“Patiently accept your falls and, having stood up, immediately run to God, not remaining in that place where you have fallen. Do not despair if you keep falling into your old sins. Many of them are strong because they have received the force of habit. Only with the passage of time and with fervor will they be conquered.” — St. Nectarios of Aegina
“Do not fall into despair because of stumblings. I do not mean that you should not feel contrition for them, but that you should not think them incurable. For it is more expedient to be bruised than dead.
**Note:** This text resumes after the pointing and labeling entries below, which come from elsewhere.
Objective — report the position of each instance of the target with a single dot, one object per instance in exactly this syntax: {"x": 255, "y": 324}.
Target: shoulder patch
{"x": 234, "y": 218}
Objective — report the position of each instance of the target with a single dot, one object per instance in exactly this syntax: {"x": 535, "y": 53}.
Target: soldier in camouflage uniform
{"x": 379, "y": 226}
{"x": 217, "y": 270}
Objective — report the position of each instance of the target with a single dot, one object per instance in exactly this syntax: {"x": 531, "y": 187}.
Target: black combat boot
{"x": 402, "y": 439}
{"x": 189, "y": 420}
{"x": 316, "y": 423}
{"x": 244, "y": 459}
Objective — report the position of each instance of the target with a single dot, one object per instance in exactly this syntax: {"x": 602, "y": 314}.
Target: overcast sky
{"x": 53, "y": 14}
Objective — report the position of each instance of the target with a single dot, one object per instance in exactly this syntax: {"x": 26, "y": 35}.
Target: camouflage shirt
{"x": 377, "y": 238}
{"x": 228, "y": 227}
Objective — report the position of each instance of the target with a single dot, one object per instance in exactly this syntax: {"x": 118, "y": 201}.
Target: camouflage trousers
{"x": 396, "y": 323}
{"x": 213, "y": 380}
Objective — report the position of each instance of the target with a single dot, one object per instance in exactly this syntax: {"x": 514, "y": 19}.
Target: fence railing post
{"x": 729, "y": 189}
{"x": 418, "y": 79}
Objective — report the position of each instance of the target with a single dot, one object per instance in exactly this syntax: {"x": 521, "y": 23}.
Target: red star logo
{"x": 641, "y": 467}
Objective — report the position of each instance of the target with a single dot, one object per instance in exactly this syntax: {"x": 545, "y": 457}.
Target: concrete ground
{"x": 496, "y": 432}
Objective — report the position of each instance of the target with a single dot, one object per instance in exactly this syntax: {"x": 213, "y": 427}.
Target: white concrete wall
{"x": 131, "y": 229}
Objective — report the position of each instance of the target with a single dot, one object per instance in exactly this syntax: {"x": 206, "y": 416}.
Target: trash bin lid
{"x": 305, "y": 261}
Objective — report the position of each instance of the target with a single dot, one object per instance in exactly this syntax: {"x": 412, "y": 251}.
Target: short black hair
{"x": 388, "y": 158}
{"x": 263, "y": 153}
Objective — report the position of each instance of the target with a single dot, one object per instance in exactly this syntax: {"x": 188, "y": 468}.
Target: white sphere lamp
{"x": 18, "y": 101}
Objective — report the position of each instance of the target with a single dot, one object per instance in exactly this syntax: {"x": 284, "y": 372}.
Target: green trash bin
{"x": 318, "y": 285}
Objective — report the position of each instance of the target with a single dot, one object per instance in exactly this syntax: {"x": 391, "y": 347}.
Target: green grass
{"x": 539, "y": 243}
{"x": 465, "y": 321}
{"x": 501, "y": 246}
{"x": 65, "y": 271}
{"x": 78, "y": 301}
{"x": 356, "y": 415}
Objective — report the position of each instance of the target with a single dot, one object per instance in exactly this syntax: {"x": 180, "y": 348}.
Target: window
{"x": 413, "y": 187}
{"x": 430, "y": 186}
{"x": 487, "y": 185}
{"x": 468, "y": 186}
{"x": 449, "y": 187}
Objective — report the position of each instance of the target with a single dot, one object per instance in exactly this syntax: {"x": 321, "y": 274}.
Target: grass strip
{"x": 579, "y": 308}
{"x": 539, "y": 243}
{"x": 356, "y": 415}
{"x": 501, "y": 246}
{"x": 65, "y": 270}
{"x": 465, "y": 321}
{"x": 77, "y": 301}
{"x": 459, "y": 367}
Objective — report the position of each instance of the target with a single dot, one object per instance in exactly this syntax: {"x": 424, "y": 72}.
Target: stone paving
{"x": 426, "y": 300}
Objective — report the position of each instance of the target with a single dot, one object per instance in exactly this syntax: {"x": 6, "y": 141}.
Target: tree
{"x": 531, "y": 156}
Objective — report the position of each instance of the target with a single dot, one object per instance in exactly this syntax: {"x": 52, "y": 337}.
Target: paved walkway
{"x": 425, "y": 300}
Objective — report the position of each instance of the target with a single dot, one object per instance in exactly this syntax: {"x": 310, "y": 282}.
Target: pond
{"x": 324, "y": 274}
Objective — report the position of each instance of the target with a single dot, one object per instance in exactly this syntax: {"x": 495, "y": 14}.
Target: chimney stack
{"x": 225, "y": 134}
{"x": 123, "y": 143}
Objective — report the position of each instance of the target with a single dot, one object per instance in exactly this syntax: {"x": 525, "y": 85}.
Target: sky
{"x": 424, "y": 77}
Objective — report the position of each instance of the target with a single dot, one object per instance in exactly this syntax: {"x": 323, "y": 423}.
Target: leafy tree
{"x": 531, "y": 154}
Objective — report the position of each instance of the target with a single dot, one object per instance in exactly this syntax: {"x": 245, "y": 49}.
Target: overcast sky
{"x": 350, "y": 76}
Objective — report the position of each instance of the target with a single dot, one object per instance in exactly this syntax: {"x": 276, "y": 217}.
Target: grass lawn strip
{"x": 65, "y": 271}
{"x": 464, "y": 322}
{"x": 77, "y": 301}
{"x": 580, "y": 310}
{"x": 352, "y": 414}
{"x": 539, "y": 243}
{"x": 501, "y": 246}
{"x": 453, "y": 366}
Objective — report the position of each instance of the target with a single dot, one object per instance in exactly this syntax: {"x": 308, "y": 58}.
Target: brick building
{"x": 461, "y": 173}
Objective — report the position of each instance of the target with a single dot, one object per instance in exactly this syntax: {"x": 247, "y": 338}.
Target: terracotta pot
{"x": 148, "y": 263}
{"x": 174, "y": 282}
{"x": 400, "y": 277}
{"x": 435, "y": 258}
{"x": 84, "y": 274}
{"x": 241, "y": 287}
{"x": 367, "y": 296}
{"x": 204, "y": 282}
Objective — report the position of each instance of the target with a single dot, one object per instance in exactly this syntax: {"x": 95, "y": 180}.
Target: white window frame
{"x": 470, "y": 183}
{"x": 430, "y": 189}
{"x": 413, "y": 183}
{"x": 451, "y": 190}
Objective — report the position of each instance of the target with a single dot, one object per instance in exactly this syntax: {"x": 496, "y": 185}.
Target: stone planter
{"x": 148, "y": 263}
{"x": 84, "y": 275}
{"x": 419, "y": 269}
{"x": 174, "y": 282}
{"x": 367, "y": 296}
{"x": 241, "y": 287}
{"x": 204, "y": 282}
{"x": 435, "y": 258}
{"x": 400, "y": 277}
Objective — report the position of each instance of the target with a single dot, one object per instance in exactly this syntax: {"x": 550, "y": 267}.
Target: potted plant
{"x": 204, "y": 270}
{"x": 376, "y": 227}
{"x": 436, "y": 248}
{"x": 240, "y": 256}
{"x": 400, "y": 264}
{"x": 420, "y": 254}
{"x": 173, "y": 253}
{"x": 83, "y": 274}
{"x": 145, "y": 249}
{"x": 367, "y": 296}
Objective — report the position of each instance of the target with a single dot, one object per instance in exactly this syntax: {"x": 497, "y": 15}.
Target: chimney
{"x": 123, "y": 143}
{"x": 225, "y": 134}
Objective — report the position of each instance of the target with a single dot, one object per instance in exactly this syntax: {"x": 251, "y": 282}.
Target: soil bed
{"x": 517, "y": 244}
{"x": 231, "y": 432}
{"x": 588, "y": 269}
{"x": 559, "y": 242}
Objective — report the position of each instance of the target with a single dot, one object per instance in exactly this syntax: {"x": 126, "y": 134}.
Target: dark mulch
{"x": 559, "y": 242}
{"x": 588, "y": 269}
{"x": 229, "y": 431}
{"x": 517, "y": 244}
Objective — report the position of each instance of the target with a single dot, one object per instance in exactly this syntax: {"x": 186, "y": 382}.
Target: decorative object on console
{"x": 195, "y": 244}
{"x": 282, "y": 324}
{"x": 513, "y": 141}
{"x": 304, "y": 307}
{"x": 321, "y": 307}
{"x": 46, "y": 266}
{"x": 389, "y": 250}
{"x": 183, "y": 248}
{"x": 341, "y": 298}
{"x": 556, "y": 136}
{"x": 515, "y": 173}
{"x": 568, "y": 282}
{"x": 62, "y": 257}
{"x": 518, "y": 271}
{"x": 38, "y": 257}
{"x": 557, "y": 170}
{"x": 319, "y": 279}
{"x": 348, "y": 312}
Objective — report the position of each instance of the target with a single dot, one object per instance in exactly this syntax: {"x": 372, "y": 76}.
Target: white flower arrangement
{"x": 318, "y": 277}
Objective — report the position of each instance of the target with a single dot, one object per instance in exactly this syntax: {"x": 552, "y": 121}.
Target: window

There is, indeed, a Healer for the man who has stumbled, even He Who on the Cross asked that mercy be shown to His crucifiers, He Who pardoned His murderers while He hung on the Cross. ‘All manner of sin,’ He said, ‘and blasphemy shall be forgiven unto men,’ that is, through repentance. For a brief moment of mourning he pardoned Simon who had denied Him, and after His resurrection He commanded him to become the head of His flock. Three times He asked him, ‘Lovest thou Me?’ on account of his threefold denial of Him, so as to confirm his pardon. Christ came in behalf of sinners, to heal the broken of heart and to bandage their wounds.” — St. Isaac of Syria, Homily 64
You know, there is a kind of confession that is genuinely contrite over sins — not because we feel pain over our disloyalty and lack of love for Christ our God, but because we are frustrated and know we could have avoided these acts or words. We are really confessing, “This was unacceptable, because I know I am better than this!” Our confession is coming from our wounded ego. It’s an exercise in pride.
And God may be choosing at this time not to deliver us from our besetting sins precisely because this painful, repeated experience has not yet humbled us enough so we will stop believing we are not that bad.